Siemens strengthens its position in AI-enabled life sciences software
The acquisition gives the manufacturer access to the Luma Scientific Intelligence Platform and other Dotmatics software solutions that enable multimodal drug discovery and contextualized data analysis. This creates a digital thread that covers the entire pharmaceutical value chain. Dotmatics was previously a portfolio company of global software investor Insight Partners and is headquartered in Boston.
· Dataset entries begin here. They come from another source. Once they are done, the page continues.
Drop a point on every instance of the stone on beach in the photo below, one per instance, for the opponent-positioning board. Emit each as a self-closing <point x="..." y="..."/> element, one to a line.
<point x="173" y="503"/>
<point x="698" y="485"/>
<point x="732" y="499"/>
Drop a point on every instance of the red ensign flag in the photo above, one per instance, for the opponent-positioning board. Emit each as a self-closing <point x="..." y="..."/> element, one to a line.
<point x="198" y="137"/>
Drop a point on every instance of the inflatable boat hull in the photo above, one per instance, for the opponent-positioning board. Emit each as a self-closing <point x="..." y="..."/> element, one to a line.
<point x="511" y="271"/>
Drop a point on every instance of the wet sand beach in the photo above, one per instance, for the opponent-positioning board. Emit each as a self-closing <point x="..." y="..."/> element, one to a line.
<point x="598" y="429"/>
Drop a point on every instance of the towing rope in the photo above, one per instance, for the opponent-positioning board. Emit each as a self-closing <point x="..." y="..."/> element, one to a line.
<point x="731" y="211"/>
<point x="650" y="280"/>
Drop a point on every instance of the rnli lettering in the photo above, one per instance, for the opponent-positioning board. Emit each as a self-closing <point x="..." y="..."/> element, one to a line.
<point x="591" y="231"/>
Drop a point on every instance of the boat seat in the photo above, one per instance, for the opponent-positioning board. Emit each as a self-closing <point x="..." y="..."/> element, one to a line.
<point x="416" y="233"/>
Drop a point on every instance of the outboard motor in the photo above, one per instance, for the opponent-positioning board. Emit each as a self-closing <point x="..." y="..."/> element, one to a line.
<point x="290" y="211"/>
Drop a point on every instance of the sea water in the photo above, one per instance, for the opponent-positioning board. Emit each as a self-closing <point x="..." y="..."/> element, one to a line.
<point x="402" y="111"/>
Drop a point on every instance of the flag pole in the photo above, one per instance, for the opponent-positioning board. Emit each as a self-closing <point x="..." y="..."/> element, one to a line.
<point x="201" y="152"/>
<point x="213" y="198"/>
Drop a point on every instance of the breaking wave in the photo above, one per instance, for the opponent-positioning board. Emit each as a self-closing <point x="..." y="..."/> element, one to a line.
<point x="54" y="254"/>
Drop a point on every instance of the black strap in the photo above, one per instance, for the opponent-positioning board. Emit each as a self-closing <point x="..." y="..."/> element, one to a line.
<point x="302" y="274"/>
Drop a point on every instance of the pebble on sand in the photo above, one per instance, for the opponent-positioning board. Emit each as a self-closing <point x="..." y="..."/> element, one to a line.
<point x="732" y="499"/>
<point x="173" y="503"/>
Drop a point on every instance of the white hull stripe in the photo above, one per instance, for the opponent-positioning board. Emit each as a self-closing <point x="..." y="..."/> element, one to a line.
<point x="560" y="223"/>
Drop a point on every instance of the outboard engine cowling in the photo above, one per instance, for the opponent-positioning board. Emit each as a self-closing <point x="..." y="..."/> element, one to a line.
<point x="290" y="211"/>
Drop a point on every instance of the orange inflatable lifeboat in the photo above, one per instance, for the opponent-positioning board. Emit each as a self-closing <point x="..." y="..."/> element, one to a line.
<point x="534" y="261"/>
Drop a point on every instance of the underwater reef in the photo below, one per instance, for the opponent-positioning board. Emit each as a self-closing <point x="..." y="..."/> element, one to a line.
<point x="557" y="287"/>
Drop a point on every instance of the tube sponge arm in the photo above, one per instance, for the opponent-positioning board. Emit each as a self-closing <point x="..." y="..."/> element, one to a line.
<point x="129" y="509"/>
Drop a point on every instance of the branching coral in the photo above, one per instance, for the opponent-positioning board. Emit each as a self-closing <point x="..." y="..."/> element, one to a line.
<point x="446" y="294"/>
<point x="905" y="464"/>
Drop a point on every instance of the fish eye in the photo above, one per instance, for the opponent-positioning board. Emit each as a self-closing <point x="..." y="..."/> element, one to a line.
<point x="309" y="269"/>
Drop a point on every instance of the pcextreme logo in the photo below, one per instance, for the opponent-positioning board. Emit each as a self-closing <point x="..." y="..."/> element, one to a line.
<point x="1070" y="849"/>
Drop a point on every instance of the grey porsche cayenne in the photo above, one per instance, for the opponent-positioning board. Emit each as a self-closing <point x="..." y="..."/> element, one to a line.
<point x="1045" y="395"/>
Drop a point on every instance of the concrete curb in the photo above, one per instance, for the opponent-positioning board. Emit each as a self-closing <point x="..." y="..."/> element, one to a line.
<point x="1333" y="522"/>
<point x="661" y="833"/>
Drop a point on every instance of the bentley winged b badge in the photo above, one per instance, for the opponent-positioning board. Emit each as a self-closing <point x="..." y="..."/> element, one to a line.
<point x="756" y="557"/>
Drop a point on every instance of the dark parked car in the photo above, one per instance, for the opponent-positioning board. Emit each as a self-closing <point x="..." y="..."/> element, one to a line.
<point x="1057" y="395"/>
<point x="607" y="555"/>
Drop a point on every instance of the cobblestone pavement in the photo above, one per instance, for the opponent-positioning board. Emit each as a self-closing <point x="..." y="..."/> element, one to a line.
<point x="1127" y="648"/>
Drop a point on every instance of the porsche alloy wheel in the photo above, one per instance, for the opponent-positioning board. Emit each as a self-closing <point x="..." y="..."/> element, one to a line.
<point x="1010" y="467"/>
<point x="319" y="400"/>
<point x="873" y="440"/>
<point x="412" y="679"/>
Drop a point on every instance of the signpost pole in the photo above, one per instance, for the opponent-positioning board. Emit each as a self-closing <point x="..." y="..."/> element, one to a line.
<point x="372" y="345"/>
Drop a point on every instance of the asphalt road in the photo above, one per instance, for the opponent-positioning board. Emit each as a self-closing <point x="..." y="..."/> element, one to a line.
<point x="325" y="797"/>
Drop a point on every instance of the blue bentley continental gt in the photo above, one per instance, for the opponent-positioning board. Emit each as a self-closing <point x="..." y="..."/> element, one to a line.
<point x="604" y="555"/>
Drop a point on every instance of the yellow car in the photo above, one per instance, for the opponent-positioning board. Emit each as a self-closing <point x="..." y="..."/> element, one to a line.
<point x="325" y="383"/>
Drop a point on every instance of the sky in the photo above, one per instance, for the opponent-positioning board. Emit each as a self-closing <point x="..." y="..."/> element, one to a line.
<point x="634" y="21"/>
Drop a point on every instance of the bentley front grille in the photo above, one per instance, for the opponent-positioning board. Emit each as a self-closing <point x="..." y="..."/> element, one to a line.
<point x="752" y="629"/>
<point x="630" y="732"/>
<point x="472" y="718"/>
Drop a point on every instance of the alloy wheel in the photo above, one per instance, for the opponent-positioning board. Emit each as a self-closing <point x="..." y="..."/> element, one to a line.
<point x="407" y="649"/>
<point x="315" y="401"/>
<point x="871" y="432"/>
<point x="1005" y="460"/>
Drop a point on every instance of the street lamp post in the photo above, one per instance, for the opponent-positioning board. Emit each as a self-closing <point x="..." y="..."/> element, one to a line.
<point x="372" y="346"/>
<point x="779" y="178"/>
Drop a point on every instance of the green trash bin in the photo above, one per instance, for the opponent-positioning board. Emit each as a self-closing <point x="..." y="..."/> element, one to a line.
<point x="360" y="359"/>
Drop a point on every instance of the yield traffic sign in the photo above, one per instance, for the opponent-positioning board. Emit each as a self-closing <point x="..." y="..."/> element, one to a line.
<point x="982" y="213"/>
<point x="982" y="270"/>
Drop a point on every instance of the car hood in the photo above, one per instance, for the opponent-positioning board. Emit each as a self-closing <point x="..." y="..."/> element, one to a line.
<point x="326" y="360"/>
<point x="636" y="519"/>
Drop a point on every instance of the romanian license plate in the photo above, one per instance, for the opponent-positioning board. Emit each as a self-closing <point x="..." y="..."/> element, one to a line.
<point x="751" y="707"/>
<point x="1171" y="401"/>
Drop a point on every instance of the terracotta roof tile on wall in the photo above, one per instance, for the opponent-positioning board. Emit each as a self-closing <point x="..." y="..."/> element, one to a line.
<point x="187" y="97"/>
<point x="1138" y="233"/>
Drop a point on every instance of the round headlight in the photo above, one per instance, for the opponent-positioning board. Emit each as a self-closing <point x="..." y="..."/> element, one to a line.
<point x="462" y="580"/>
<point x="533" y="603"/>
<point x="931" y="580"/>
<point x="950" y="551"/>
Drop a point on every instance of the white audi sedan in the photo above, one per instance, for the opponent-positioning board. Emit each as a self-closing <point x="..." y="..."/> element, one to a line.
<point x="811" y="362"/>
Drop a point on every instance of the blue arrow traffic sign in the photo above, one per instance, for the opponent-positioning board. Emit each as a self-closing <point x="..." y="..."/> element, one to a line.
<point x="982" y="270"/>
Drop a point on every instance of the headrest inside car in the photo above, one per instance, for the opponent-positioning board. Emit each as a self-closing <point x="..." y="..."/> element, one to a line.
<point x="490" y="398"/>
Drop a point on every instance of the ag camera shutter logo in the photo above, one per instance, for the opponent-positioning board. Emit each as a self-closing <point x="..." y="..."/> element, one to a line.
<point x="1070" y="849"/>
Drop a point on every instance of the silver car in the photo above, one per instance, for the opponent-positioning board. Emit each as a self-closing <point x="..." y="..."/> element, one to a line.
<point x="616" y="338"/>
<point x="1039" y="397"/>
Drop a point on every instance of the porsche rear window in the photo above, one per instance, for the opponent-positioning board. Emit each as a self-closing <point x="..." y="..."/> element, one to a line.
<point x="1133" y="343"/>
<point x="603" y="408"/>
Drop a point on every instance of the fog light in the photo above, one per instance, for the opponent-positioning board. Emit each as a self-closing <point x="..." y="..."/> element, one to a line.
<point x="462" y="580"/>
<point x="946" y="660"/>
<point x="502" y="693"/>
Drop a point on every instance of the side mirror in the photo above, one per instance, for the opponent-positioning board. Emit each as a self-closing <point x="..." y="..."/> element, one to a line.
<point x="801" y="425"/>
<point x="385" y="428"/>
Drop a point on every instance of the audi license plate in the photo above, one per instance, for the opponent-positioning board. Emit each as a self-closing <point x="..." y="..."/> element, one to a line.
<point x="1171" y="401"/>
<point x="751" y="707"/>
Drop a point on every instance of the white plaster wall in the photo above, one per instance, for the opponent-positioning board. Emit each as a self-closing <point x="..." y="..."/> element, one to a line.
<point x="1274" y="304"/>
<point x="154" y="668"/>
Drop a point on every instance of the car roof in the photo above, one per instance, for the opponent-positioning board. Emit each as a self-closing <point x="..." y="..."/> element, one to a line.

Accelerating scientific drug discovery through data integration
The aim is to make drug discovery more efficient by linking industrial AI technologies with scientific applications. According to Roland Busch, CEO of Siemens, this will enable customers to shorten development cycles and bring drugs to market faster: “With Dotmatics, we’re building a new era of innovation in Life Sciences. From research through to production, we’re creating a unique, end-to-end digital thread: We combine Dotmatics’ scientific intelligence with our industrial AI technologies and digital twins,” says Roland Busch, President and CEO of Siemens. “This will allow us to help our customers accelerate breakthroughs, reduce development cycles, and bring life-saving pharmaceuticals faster and more affordably to the market.”
Contribution to Siemens' growth strategy
The acquisition is a milestone in Siemens' strategic growth program “One Tech Company.” Significant synergies are expected: Up to $500 million per year in revenue potential is expected to be tapped in the long term. Dotmatics is expected to generate revenue of over $300 million and an Ebitda margin of more than 40 percent as early as fiscal year 2025. This transaction expands Siemens' total addressable market for industrial software by approximately $11 billion. The company is thus strengthening its position in the life sciences industry and opening up new potential for digital technologies in research, development, and production.